Dave Courtney’s done his time, done his tour of duty and he got out. If what he says is true, good luck to him. "I’m better at entertaining than I was as a gangster to be quite honest. Because I’m quite eloquent and I’m a cocky fucker and sort of pleasing to the eye because I’ve got a bald head, the media seem to think I shit diamonds at the moment. There’s a little bit of Dave Courtney hysteria – I’ve even started stalking myself. It’s easy – I know when I’m in!"
The talking over, we stood up from the table. "So you want some photos then?" said Dave, clapping his hands together. He disappeared upstairs to change, returning in a suit sharper than one of his swords and together we walked out into the front yard of Castle Camelot. Danny Photos started snapping Dave next to his mural.
"This will be a good one," I said to Dave and held one of his swords over his head. Danny snap snapped.
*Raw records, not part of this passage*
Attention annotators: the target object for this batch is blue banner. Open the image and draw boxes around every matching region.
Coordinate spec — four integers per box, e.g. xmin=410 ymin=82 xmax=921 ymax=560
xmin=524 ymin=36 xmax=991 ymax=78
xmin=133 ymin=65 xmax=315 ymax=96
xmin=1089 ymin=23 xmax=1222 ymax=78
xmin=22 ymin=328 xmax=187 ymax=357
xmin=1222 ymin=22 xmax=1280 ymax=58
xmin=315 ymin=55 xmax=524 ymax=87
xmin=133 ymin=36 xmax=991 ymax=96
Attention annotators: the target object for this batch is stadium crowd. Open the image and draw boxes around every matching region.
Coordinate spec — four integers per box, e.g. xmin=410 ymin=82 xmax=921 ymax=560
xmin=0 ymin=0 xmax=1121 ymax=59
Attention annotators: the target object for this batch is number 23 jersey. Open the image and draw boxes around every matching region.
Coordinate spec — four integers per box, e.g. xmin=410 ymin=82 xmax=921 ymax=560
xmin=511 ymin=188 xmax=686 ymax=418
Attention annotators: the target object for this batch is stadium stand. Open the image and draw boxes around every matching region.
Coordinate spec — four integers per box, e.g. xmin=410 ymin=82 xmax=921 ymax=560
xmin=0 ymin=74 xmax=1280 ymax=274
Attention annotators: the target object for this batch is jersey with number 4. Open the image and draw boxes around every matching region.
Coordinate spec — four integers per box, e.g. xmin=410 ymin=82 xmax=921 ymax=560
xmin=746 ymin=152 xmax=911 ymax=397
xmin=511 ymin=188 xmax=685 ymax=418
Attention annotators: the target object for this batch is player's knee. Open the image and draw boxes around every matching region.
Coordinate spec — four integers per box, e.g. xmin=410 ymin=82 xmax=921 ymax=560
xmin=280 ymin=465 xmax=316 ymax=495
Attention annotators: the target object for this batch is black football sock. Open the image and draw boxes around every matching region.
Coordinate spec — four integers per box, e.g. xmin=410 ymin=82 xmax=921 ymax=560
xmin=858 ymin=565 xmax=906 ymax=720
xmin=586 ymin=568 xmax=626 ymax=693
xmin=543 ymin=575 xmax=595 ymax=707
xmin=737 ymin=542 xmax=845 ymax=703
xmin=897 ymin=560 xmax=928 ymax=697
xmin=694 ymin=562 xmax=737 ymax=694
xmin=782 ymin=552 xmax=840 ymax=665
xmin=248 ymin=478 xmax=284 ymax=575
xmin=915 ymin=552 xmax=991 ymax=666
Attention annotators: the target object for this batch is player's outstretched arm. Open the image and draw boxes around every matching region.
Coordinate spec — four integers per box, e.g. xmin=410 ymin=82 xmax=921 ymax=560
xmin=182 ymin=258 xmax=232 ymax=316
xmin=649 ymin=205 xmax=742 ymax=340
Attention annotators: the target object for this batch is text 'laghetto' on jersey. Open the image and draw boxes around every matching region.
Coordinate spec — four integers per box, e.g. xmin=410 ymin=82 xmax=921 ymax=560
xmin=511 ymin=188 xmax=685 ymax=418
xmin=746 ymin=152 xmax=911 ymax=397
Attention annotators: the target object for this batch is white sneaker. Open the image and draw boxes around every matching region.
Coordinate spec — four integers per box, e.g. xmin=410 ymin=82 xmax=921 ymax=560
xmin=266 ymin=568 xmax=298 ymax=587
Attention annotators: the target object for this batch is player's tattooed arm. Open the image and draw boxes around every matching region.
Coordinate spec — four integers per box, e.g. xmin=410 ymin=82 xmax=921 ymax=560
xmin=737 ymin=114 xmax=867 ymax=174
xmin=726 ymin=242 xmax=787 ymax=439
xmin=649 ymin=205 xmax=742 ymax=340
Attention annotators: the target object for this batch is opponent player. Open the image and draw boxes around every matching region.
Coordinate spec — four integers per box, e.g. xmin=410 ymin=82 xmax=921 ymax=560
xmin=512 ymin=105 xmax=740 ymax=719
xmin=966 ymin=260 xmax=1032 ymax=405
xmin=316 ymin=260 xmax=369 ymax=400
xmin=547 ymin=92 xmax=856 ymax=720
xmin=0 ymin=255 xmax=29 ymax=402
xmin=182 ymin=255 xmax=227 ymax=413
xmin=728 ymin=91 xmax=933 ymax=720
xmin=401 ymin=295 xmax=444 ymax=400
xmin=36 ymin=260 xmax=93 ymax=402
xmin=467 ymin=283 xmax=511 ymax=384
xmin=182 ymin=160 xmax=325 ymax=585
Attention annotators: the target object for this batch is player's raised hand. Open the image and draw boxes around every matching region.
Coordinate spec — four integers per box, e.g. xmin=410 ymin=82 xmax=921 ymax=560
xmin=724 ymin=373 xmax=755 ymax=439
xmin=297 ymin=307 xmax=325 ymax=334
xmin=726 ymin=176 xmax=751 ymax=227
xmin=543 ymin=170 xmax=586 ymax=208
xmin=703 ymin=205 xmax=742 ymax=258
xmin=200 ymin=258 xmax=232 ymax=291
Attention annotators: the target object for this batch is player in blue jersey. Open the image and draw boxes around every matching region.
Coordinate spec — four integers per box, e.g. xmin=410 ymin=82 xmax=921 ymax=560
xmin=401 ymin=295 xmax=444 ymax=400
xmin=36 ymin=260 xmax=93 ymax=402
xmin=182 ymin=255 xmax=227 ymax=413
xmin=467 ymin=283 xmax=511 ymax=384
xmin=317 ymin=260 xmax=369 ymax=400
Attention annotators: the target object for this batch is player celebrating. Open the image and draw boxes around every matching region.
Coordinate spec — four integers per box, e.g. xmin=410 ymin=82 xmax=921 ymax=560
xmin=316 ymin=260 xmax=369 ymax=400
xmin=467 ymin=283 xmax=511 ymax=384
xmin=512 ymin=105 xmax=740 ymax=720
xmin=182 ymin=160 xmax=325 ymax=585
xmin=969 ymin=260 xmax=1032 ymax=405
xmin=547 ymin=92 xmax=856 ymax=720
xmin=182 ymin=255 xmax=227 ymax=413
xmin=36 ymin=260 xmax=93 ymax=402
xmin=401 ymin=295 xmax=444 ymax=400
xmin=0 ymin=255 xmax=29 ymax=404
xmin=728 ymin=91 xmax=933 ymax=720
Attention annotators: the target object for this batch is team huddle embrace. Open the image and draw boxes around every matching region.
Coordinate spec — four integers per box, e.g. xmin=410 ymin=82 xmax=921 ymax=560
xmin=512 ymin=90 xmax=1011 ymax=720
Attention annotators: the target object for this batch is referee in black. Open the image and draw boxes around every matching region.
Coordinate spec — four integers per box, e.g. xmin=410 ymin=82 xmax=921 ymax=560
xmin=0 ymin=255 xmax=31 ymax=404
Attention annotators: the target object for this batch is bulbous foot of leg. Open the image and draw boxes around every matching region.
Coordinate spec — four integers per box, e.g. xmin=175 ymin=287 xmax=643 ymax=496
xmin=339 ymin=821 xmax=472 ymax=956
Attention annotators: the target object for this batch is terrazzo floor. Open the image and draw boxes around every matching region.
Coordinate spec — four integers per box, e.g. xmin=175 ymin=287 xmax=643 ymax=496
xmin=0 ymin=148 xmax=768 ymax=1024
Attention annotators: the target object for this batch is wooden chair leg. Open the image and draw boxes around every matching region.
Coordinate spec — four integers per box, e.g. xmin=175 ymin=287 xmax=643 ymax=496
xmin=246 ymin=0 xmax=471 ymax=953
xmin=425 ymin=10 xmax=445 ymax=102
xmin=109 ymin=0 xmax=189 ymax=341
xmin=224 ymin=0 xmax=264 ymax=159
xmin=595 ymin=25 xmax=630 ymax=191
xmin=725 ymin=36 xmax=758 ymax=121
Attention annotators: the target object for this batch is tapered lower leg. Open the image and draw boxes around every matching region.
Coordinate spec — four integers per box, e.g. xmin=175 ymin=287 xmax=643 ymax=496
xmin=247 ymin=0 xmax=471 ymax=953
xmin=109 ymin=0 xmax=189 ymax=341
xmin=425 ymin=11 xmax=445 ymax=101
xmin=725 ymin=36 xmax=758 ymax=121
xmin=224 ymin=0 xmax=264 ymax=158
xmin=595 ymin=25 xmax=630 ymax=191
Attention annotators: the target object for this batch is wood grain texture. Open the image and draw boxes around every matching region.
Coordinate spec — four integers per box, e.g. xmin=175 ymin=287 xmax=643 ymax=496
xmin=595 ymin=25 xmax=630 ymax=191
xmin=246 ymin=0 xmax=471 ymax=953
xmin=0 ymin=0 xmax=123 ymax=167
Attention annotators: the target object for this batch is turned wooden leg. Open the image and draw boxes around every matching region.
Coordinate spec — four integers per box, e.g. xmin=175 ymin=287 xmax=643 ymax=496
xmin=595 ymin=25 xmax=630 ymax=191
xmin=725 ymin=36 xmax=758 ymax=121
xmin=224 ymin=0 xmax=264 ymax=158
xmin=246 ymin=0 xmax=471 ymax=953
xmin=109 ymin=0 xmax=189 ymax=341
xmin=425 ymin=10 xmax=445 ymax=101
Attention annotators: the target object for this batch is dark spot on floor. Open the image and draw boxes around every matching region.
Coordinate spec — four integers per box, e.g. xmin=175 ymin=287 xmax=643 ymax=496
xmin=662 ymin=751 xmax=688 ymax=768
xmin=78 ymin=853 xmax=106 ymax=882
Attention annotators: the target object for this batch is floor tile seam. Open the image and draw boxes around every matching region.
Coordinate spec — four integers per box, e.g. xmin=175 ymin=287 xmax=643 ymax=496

"This one will be better," he replied and pulled open his jacket to reveal a gun in a shoulder holster. He pulled out the gun and put it to my head. Snap snap. He then put the gun in my hand and told me to put it to his head. Snap snap. I’ve fired a few guns in my time but I wasn’t about to fire that one. I had absolutely no idea if I pulled the trigger, whether it would skewer the brains of one of the most feared men in Britain, or provide a light for his cigar.
We walked down the drive and took some more photos by Dave’s Porsche. "Wave to that house over the road," he said, pointing.
I waved. "Why?"
"I’m under surveillance!" He roared with laughter. Apparently the police had installed 24-hour cameras in the upstairs room of one of his neighbours. I handed Dave his gun back. "I must be doing something fucking right because they’ve been looking at me for four years and I’m still here so bollocks. Listen fucking harder!"
We accepted Dave’s offer of a lift back to Plumstead station and climbed into the Porsche, Dave pulling away at something approaching warp speed. At the junction with the main road the lion roar of the engine mellowed to a purr. A man stood talking into his mobile phone turned to look in the car. "Is that Dave Courtney? It is… Dave… Dave.. how you doing, mate?"
"Starving comfortably, starving comfortably," Dave smiled, before gunning the engine, hurtling down the road and swinging the car in by the station. "Any time you’re in town," Dave said as we jumped out, "for beers, whatever, give me a call. Yeah?"
I waved goodbye and as I walked into the station I had a perturbing sensation that that actually sounded like a whole heap of fun.